Samantha’s character: Well, it wasn’t all bad. I left with the best man’s number.
Friend: You are terrible.
Samantha’s character: Guilty.
Friend: I’m not inviting you to my wedding. That’s it, you’re off the list.
The ad’s use of Crip Humor really shines and Samantha’s delivery is priceless. Moments like this remind us there’s not always a right or a wrong. Bold approaches create new opportunities to authentically communicate about disabled life.
We point to a Guardian Op/Ed titled “Maltesers’ ads with disabled actors make me feel queasy. But at least they’re trying”, where disability activist Penny Pepper perceptively critiques the entire Maltesers’ disability ad campaign from a variety of perspectives.
In the piece, Pepper quotes disability scholar, Dr.
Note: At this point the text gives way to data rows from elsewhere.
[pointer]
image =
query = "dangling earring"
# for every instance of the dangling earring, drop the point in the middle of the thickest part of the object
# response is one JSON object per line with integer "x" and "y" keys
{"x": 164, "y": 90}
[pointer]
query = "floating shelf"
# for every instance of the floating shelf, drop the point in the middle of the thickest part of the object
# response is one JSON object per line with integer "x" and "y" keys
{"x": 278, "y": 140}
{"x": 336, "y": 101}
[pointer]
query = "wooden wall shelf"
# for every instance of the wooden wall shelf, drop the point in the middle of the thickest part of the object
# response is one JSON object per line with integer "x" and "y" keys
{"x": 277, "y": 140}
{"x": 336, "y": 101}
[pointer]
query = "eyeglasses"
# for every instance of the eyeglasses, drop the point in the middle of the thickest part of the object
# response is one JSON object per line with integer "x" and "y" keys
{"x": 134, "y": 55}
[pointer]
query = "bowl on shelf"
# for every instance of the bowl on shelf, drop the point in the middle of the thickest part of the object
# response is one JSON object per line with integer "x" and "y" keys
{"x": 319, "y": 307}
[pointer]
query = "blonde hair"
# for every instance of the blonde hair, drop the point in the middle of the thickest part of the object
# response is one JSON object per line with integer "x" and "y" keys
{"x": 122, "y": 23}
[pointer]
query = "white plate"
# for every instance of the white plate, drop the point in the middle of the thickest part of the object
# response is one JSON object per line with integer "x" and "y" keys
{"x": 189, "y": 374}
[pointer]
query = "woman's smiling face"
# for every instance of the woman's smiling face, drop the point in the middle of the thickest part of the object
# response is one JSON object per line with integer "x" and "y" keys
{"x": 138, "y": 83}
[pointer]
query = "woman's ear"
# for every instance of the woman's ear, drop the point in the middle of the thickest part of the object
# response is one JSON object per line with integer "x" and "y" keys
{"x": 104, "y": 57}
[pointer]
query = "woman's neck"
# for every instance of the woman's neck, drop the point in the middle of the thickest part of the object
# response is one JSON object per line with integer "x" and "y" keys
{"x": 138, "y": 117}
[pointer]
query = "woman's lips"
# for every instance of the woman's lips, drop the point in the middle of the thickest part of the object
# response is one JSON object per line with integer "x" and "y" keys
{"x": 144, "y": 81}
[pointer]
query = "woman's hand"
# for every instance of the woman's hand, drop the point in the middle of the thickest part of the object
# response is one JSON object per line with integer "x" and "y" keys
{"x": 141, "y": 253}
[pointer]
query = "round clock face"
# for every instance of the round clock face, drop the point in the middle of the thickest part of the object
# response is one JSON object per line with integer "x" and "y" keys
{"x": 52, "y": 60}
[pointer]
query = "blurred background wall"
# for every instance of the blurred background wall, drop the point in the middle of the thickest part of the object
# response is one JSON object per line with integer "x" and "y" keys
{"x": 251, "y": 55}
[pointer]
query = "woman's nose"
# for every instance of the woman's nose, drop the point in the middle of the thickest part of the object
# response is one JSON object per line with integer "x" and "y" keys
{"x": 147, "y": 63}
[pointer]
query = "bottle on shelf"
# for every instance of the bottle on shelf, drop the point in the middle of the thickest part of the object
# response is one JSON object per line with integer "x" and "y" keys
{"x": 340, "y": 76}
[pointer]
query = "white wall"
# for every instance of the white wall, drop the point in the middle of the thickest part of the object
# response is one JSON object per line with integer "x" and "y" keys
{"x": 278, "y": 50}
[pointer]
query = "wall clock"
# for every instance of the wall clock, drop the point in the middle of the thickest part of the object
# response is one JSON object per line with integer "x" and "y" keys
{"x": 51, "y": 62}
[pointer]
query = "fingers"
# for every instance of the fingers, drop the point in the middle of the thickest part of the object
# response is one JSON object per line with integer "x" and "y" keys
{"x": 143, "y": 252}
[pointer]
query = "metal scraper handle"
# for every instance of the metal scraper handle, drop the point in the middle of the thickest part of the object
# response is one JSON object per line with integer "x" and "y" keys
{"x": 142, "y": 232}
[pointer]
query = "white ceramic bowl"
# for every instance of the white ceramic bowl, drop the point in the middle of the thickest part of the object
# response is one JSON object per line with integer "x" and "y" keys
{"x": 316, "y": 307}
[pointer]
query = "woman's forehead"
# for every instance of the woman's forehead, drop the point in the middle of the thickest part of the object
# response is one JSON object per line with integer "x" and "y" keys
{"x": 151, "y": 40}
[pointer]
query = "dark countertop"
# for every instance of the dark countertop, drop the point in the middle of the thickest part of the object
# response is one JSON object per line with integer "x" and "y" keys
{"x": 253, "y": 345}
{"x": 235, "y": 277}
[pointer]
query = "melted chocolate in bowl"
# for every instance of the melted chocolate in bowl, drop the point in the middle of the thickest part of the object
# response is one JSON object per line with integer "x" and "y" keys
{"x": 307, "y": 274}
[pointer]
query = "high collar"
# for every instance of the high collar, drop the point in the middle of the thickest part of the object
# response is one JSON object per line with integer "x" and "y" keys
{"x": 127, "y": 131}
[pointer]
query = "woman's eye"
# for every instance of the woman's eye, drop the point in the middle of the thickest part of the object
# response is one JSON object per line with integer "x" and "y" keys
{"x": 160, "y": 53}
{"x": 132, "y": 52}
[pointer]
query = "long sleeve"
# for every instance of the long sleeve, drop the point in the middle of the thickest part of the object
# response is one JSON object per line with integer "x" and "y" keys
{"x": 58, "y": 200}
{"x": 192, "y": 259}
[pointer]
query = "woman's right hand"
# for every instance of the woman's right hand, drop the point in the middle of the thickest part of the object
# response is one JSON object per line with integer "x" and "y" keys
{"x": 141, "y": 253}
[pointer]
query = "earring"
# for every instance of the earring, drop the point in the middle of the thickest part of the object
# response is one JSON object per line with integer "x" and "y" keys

Alison Wilde, who describes a striking trend in this ad and in Maltesers’ ‘New Boyfriend’ ad where the disabled character has “an audience of two (presumably) non-disabled people being curious about the disabled person’s somewhat ‘naughty’ sexuality”.
Given Wilde’s interest in the character’s audience, we thought it would be interesting to put ‘Dance Floor’ to The Fries Test. So what is The Fries Test? It is an extension of The Bechdel test, though from a disabled perspective, written by disability scholar, Kenny Fries.
An ad that passes The Fries Test for disability is required to meet the following criteria:
- Does a work have more than one disabled character?
- Do the disabled characters have their own narrative purpose other than the education and profit of a nondisabled character?
- Is the character’s disability not eradicated either by curing or killing
While ‘Dance Floor’ is funny and delightful, it does not pass the first two questions of The Fries Test. Penny Pepper correctly states “But at least they’re trying”, because when ads try as this campaign clearly does, they allow us to have more complex conversations about what is appearing on screen.
So we ask Maltesers, would you be up for trying to pass the Fries test?
*Ads from the Maltesers 2016 Paralympic disability campaign will be tagged ‘SuperCrip’ due their origin and funding. Mars Chocolate won Channel 4’s ‘Superhumans Wanted’ competition, which offered brands and advertisers the chance to win £1m of the broadcaster’s airtime to develop a creative idea that puts disability and diversity at the heart of the campaign.